Maintaining the Goal to Approach Ignition Conditions

Given the limitations of relevant theory and available experimental results at the current stage of fusion research, reaching regimes close to ignition conditions is necessary in order to investigate the physics of meaningful fusion burning plasmas. Among various options considered at the present, the line of axisymmetric high magnetic field, and compact machines remains the most promising and realistic for this objective, with the adopted demonstrated ability to produce high pressure, well confined and pure plasmas. Ignitor, the first machine to be proposed and fully designed [1] for this goal, has adopted well proven high temperature superconducting magnets (MgB2) for its largest poloidal field coils [2]. When considering different superconducting materials [3] for the other higher field coils, the guiding concern is the difficulty to include an adequate protection system against the onset of quench events.
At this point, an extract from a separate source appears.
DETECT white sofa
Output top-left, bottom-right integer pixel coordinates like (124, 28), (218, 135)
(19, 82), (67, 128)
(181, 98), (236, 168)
In particular, given the combination of high magnet currents and compact dimensions (e.g. major radius $R₀\sime1.32m$) estimated to be needed in order to approach ignition, the chosen option remains that of the Copper solution [2] for both the toroidal magnet and the central solenoid. Another key component of the machine that is in need to be upgraded is the ICRH system as it can lead to optimize [2] the heating approach to ignition and to access non-thermal fusion burning processes [4].

[1] B. Coppi, Comments Plasma Phys. Cont. Fusion, 3, 47 (1977).

[2] B. Coppi, A. Airoldi, R. Albanese, et al., Nucl. Fusion 53 104013 (2013).

[3] P. Bruzzone et al., Nucl. Fusion 58, 103001 (2018).

[4] B. Coppi and B. Basu, Nucl. Fusion 64, 126037 (2024).